James R. Makin Law Firm

    James Makin continues to provide an informative legal answer article in a local newspaper. The following are informative examples from The Examiner.


Q.     When are you "under arrest"?
A.     You are under arrest when law enforcement officers take you into custody or deprive you of your freedom.

Q.     A police officer wants to ask me questions, what are my rights?
A.     You have the right to remain silent (anything you say could be used against you). If you started answering questions you have the right to stop answering at any time. You have the right to consult with an attorney prior to and during the questioning.

Q.     Can an officer detain me without arresting me?
A.     Yes, a police officer may require you to identify yourself and explain your presence at a particular time.

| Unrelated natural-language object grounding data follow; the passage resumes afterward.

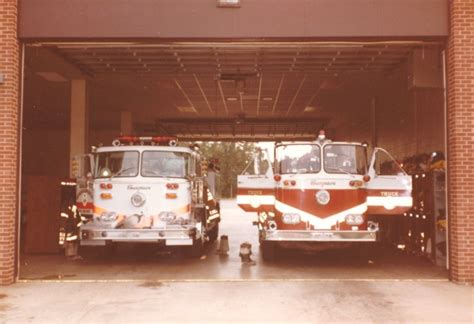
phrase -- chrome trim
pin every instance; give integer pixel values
(321, 236)
(96, 236)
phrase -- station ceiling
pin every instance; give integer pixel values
(244, 90)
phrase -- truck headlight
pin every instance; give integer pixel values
(354, 219)
(255, 201)
(108, 217)
(167, 217)
(138, 199)
(291, 218)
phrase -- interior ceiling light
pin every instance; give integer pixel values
(52, 76)
(310, 109)
(186, 109)
(228, 3)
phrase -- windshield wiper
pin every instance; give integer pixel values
(119, 172)
(341, 170)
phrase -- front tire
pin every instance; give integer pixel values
(214, 233)
(196, 250)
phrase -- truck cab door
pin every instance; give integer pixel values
(256, 185)
(389, 188)
(82, 170)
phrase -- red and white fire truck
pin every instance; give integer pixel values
(323, 191)
(145, 189)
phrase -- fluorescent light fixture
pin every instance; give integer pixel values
(52, 76)
(186, 109)
(228, 3)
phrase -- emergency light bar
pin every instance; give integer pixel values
(153, 140)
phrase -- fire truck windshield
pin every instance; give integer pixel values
(165, 164)
(116, 164)
(298, 158)
(345, 158)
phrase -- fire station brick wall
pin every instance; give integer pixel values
(9, 90)
(461, 140)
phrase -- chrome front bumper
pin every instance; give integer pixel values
(321, 236)
(170, 237)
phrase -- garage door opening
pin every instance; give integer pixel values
(389, 94)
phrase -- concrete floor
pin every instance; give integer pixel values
(300, 286)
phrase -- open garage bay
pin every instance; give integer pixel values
(147, 263)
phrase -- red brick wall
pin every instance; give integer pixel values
(461, 139)
(9, 93)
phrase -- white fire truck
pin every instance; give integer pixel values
(145, 189)
(322, 191)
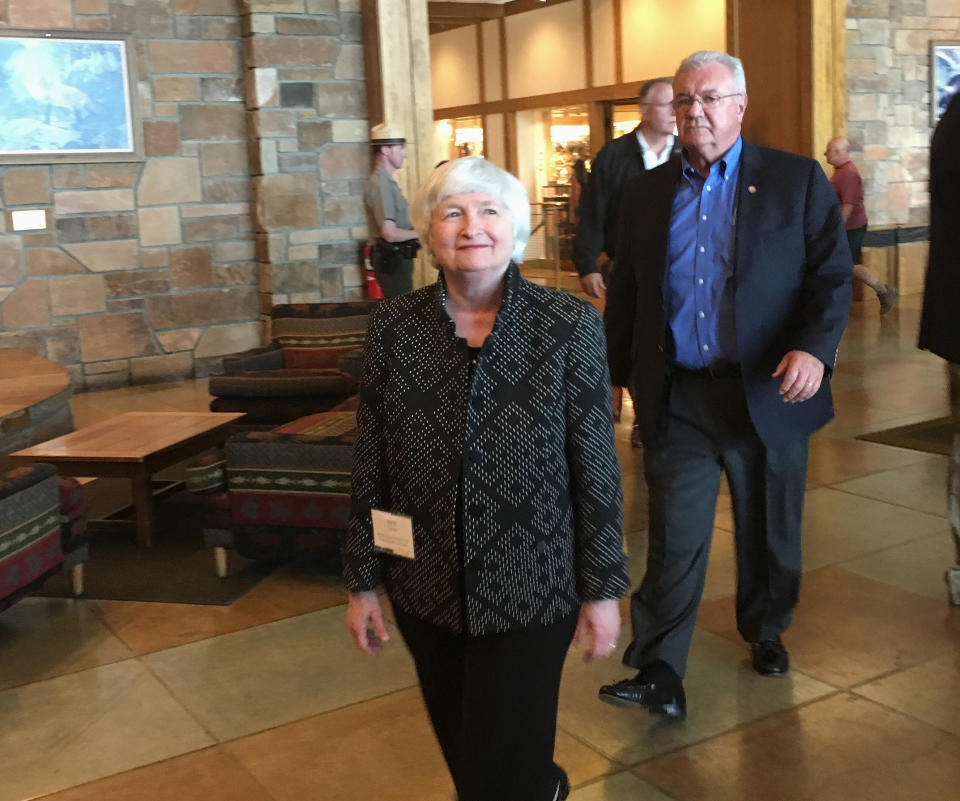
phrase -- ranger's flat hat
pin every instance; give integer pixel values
(386, 134)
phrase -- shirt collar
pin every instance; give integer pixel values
(725, 166)
(644, 147)
(511, 286)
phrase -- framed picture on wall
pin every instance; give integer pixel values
(944, 76)
(67, 96)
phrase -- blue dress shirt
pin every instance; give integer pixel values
(699, 291)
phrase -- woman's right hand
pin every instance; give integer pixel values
(365, 621)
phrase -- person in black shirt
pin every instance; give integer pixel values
(484, 423)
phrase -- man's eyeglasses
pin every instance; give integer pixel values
(707, 101)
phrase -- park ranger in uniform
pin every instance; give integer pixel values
(393, 242)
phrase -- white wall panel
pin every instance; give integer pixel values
(492, 82)
(454, 67)
(601, 28)
(493, 146)
(657, 36)
(545, 50)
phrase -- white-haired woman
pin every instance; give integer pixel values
(486, 491)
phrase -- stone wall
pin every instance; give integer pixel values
(888, 113)
(250, 192)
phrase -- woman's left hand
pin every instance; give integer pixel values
(599, 627)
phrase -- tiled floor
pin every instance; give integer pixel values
(266, 700)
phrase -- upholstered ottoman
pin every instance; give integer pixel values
(287, 491)
(41, 530)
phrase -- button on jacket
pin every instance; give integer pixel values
(526, 448)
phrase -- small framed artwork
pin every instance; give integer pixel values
(67, 96)
(944, 76)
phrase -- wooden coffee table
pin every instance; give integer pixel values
(134, 445)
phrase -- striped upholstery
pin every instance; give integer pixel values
(296, 475)
(30, 542)
(317, 335)
(310, 365)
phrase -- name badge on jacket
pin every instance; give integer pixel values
(392, 534)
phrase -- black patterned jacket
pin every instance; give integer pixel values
(532, 441)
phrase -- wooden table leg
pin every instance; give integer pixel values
(143, 509)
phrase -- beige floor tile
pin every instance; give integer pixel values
(288, 592)
(382, 748)
(722, 693)
(838, 526)
(918, 566)
(928, 692)
(213, 774)
(922, 486)
(619, 787)
(45, 637)
(84, 726)
(280, 672)
(838, 749)
(849, 629)
(833, 459)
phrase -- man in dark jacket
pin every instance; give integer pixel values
(940, 324)
(648, 145)
(727, 304)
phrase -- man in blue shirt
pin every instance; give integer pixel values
(730, 294)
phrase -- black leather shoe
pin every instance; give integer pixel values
(770, 658)
(661, 696)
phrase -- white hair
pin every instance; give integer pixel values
(703, 57)
(464, 176)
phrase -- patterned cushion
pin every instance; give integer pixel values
(207, 473)
(30, 546)
(297, 475)
(284, 383)
(316, 335)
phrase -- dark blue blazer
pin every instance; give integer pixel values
(793, 274)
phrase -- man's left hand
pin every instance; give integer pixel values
(802, 375)
(598, 628)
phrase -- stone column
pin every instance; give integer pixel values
(305, 100)
(396, 41)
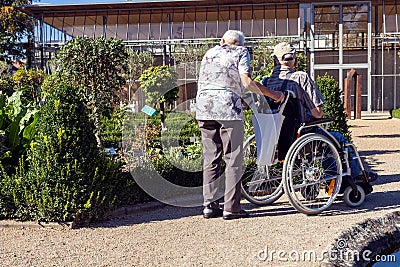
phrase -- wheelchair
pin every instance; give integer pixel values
(301, 159)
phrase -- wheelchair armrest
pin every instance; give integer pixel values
(318, 121)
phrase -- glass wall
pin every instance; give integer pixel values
(180, 23)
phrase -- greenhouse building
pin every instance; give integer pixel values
(336, 36)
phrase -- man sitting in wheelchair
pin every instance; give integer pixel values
(307, 107)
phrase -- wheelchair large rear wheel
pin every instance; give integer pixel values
(312, 173)
(261, 185)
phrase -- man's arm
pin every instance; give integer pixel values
(258, 88)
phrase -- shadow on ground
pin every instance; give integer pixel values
(375, 201)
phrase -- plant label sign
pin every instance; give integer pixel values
(149, 110)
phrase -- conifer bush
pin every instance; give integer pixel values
(333, 106)
(64, 176)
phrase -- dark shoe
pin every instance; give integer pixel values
(235, 215)
(212, 211)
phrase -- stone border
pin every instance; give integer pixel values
(376, 236)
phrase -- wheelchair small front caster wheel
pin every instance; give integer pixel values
(354, 199)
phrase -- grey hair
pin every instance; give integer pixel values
(234, 37)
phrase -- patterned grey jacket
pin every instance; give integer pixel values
(219, 86)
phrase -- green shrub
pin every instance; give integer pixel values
(64, 176)
(17, 128)
(333, 107)
(97, 67)
(111, 127)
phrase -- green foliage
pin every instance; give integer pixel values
(14, 26)
(159, 84)
(17, 124)
(64, 177)
(6, 82)
(112, 127)
(395, 113)
(29, 81)
(137, 63)
(97, 67)
(333, 107)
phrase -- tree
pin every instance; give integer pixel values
(14, 27)
(97, 67)
(159, 84)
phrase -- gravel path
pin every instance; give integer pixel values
(172, 236)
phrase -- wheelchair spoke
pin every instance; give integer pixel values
(312, 173)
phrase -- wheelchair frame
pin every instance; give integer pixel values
(311, 174)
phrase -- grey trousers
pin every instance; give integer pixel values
(222, 138)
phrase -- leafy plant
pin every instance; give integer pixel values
(64, 177)
(17, 122)
(333, 107)
(160, 85)
(137, 63)
(97, 68)
(29, 81)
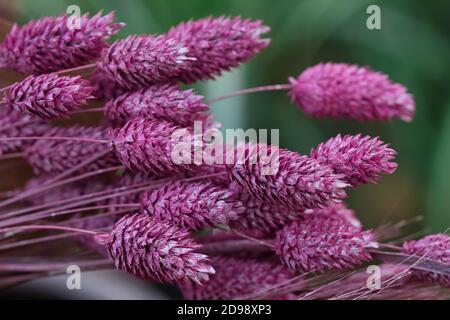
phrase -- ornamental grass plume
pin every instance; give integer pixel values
(360, 159)
(271, 219)
(16, 124)
(52, 157)
(152, 249)
(218, 44)
(435, 247)
(165, 101)
(48, 96)
(285, 178)
(49, 44)
(140, 61)
(192, 205)
(238, 277)
(146, 145)
(340, 90)
(318, 243)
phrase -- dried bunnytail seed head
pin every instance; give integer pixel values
(17, 124)
(238, 277)
(218, 44)
(48, 96)
(147, 145)
(165, 102)
(193, 205)
(359, 159)
(152, 249)
(53, 157)
(267, 219)
(285, 178)
(320, 243)
(104, 87)
(48, 44)
(340, 90)
(262, 216)
(435, 247)
(139, 61)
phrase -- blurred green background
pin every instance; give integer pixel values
(412, 47)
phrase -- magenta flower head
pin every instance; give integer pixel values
(51, 43)
(320, 242)
(53, 157)
(336, 210)
(434, 247)
(262, 216)
(152, 249)
(165, 102)
(17, 124)
(285, 178)
(193, 205)
(104, 87)
(359, 159)
(238, 277)
(218, 44)
(139, 61)
(125, 182)
(340, 90)
(48, 96)
(146, 145)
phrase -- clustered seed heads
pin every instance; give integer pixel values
(340, 90)
(238, 277)
(153, 249)
(298, 182)
(265, 223)
(49, 95)
(194, 205)
(165, 102)
(435, 247)
(359, 159)
(49, 44)
(320, 242)
(217, 45)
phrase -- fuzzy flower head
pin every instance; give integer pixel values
(165, 102)
(340, 90)
(140, 61)
(193, 205)
(52, 157)
(218, 44)
(14, 123)
(434, 247)
(320, 243)
(147, 145)
(262, 216)
(238, 277)
(48, 96)
(125, 182)
(359, 159)
(152, 249)
(49, 44)
(286, 179)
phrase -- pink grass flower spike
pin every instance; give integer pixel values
(320, 243)
(360, 159)
(48, 44)
(151, 249)
(339, 90)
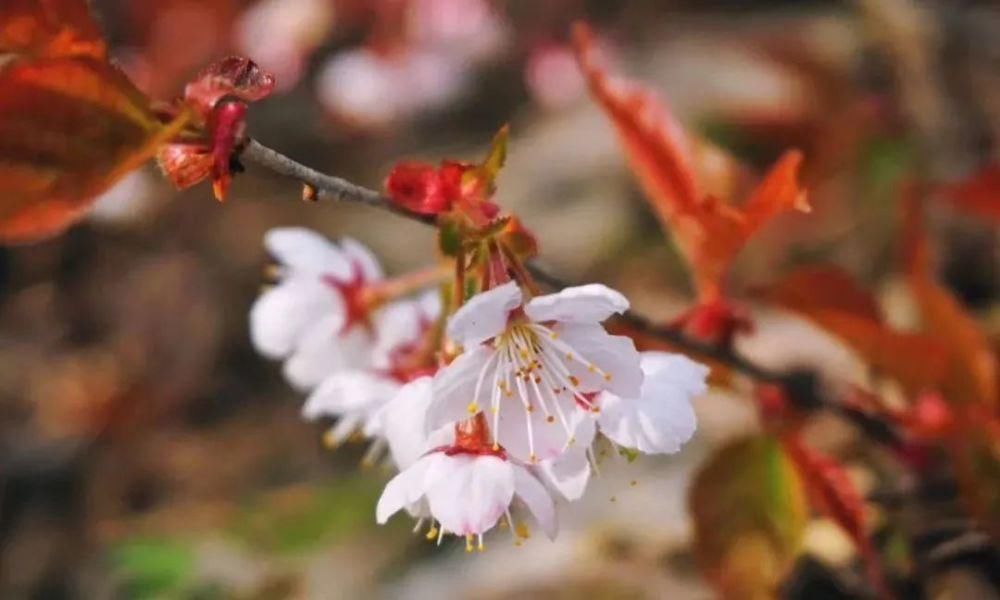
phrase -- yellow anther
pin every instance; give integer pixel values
(329, 440)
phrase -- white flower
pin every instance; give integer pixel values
(357, 395)
(316, 317)
(468, 491)
(535, 368)
(659, 419)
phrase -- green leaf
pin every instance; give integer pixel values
(449, 236)
(304, 518)
(750, 512)
(154, 567)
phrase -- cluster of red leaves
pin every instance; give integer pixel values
(460, 196)
(72, 124)
(709, 230)
(948, 370)
(979, 194)
(218, 97)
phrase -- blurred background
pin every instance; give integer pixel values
(147, 452)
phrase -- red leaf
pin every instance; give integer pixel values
(832, 493)
(234, 76)
(979, 194)
(69, 128)
(417, 187)
(709, 231)
(833, 300)
(971, 374)
(49, 28)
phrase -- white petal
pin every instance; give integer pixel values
(430, 304)
(548, 439)
(485, 315)
(614, 355)
(281, 315)
(402, 422)
(661, 419)
(680, 370)
(534, 495)
(404, 489)
(476, 492)
(591, 303)
(455, 386)
(568, 473)
(396, 325)
(362, 257)
(344, 428)
(305, 250)
(352, 391)
(324, 350)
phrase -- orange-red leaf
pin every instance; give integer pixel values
(971, 374)
(834, 301)
(979, 194)
(709, 231)
(69, 128)
(832, 493)
(49, 28)
(825, 287)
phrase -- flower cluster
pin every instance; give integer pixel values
(488, 408)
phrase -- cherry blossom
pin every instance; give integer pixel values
(318, 317)
(399, 355)
(660, 419)
(468, 486)
(535, 366)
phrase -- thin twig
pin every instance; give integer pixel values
(327, 186)
(801, 386)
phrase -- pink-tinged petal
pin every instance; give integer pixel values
(484, 316)
(534, 495)
(430, 304)
(324, 350)
(472, 498)
(306, 251)
(591, 303)
(548, 438)
(362, 258)
(402, 422)
(343, 429)
(352, 391)
(661, 419)
(282, 314)
(455, 386)
(616, 360)
(405, 489)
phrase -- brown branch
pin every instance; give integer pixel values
(802, 386)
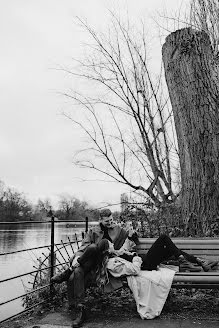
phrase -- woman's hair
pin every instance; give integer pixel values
(103, 245)
(105, 213)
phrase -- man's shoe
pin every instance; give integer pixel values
(186, 266)
(80, 318)
(207, 264)
(63, 276)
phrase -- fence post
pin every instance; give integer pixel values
(52, 250)
(86, 226)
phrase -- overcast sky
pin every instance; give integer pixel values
(36, 142)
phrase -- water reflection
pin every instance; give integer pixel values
(17, 237)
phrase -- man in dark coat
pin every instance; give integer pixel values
(107, 236)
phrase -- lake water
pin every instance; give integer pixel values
(24, 236)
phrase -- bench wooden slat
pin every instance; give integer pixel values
(203, 247)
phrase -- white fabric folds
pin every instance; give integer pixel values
(150, 290)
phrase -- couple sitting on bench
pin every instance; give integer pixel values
(106, 240)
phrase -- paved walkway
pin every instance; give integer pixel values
(60, 320)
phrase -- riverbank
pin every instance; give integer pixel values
(113, 309)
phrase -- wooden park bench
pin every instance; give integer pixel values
(200, 247)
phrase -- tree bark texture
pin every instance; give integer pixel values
(192, 76)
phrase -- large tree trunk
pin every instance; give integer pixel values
(192, 76)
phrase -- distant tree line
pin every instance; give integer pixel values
(15, 207)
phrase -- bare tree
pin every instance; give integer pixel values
(127, 119)
(191, 64)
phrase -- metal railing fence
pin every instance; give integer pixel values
(52, 265)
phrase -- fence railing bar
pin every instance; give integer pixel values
(25, 274)
(30, 249)
(42, 222)
(26, 294)
(63, 266)
(46, 246)
(66, 250)
(61, 254)
(24, 311)
(71, 245)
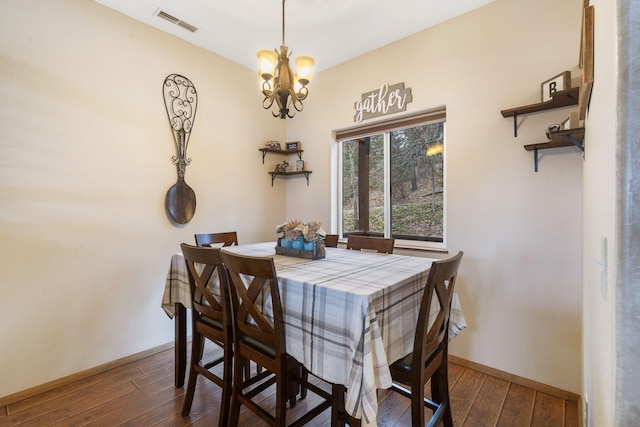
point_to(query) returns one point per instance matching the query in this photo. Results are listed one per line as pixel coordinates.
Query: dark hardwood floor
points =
(142, 393)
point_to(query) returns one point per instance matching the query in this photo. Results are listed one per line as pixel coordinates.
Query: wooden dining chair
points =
(428, 360)
(260, 337)
(378, 244)
(229, 238)
(331, 240)
(211, 320)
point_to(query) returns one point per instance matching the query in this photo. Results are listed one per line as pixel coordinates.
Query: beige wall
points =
(84, 168)
(520, 283)
(599, 207)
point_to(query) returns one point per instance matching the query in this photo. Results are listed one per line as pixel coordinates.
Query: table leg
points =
(180, 344)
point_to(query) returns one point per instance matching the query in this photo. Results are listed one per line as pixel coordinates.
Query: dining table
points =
(348, 316)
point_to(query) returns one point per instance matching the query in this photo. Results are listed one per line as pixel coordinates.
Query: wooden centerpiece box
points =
(318, 251)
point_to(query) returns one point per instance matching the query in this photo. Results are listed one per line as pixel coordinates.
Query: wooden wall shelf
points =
(564, 98)
(561, 138)
(281, 152)
(274, 174)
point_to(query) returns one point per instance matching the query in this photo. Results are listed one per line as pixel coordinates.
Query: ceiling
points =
(330, 31)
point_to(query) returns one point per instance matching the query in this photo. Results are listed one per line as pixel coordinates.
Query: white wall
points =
(84, 240)
(520, 282)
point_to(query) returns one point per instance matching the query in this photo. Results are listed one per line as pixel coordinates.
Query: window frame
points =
(385, 128)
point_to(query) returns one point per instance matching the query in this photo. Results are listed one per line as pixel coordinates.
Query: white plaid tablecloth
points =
(348, 316)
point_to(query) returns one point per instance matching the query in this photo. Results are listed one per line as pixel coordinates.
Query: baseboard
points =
(21, 395)
(553, 391)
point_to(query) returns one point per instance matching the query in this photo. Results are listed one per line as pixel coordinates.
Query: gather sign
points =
(383, 101)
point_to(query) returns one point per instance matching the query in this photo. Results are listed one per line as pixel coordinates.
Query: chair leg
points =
(234, 410)
(282, 381)
(225, 402)
(197, 348)
(440, 393)
(417, 402)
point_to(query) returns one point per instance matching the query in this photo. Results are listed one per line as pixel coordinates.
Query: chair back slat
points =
(228, 238)
(431, 337)
(255, 299)
(378, 244)
(207, 283)
(331, 240)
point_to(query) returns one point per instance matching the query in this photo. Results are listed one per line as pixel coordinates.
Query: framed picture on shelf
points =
(293, 145)
(555, 84)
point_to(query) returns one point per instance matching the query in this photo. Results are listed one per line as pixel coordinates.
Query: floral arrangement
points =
(310, 231)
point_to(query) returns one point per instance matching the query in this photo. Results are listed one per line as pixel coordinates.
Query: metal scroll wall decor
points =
(181, 102)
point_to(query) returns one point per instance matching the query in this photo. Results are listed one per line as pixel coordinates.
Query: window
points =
(392, 179)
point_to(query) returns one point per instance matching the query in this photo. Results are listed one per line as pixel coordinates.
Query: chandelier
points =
(280, 84)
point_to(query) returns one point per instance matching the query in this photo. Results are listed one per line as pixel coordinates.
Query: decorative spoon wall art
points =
(181, 102)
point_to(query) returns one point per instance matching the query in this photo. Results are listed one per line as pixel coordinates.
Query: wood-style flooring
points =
(142, 393)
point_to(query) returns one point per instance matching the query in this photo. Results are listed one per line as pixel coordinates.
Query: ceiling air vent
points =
(174, 20)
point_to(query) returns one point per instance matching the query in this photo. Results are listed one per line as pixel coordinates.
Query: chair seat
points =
(259, 345)
(212, 322)
(403, 364)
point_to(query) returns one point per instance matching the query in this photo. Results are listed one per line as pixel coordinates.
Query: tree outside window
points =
(408, 202)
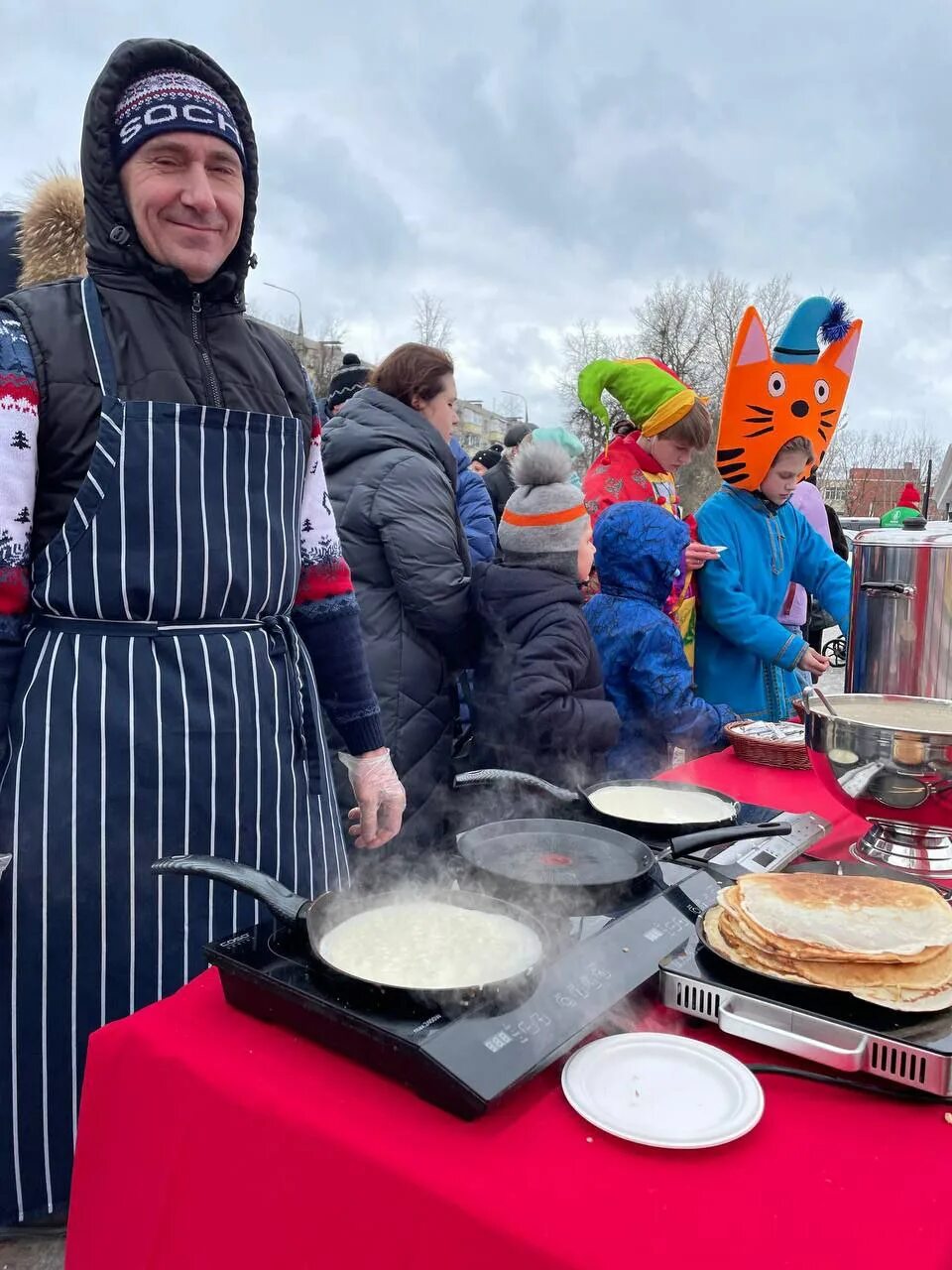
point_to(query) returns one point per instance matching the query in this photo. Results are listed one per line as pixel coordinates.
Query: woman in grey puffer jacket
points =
(391, 477)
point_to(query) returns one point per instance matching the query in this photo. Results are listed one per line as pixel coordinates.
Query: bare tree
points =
(318, 354)
(690, 326)
(431, 322)
(865, 470)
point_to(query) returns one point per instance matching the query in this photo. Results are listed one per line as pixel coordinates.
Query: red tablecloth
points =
(208, 1139)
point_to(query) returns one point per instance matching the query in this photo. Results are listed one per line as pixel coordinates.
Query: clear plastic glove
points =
(380, 798)
(812, 662)
(697, 554)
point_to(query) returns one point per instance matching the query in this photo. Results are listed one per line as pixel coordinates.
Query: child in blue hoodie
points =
(647, 674)
(743, 651)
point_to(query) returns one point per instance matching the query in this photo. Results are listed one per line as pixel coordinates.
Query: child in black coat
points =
(539, 698)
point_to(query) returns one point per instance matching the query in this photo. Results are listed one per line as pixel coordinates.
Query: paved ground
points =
(32, 1254)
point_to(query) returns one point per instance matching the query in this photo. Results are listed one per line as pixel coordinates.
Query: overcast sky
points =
(536, 162)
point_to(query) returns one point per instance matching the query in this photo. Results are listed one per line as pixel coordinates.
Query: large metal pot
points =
(895, 774)
(900, 630)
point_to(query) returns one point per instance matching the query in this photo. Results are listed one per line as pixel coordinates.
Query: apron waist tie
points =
(130, 629)
(282, 642)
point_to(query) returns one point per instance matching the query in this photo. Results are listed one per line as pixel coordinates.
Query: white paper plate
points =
(662, 1091)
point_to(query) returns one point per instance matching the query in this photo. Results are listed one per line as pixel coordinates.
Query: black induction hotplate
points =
(467, 1062)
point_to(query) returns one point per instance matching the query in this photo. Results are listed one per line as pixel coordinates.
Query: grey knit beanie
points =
(544, 518)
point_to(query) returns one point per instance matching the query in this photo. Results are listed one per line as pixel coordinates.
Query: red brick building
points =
(875, 490)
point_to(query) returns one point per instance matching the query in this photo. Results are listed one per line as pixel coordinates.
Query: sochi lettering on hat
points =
(171, 102)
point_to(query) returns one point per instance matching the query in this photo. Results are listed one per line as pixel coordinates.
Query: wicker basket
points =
(772, 753)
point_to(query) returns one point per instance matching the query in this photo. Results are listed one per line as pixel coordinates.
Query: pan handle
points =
(500, 776)
(687, 842)
(273, 894)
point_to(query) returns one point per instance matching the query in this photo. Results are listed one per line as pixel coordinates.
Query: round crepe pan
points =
(578, 861)
(313, 919)
(500, 778)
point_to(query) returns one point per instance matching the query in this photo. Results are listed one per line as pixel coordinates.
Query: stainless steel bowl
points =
(896, 776)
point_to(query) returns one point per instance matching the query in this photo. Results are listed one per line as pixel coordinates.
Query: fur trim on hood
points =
(53, 236)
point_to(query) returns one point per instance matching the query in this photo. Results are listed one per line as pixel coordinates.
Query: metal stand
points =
(924, 852)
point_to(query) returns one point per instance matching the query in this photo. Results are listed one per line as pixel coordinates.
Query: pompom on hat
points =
(544, 518)
(347, 381)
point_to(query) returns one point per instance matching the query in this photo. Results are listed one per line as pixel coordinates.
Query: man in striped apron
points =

Q.     When may an officer "pat me down"?
A.     If the officer believes you may be armed or dangerous he may conduct a limited pat down of your outer garments.

Q.     Can I be arrested without a warrant?
A.     If you commit an offense in the presence of the officer or if a credible person reports that you committed a felony and are about to leave/escape, an officer may arrest you.

Q.     How much "force" can an officer use?
A.     An officer may use reasonable and necessary force to overcome resistance. So don't resist, obstruct or not follow instructions.

Q.     If I am arrested at home, what may an officer search?
A.     The officer may conduct a limited search of the immediate area. They may seize contraband, stolen property or evidence of a crime. They may also check the rest of the house for accomplices.

Q.     If I am arrested in my car, what may the officer search?
A.     The officer may search your car for weapons that could be used against him. He may not make a general search unless there is probable cause that the vehicle is carrying evidence of a crime or contraband.

Q.     If an officer asks for my Social Security number during a traffic stop, am I obligated by law to give it?
A.     No. Social Security numbers are protected under the Federal Constitution, Texas Constitution, and Texas Common Law.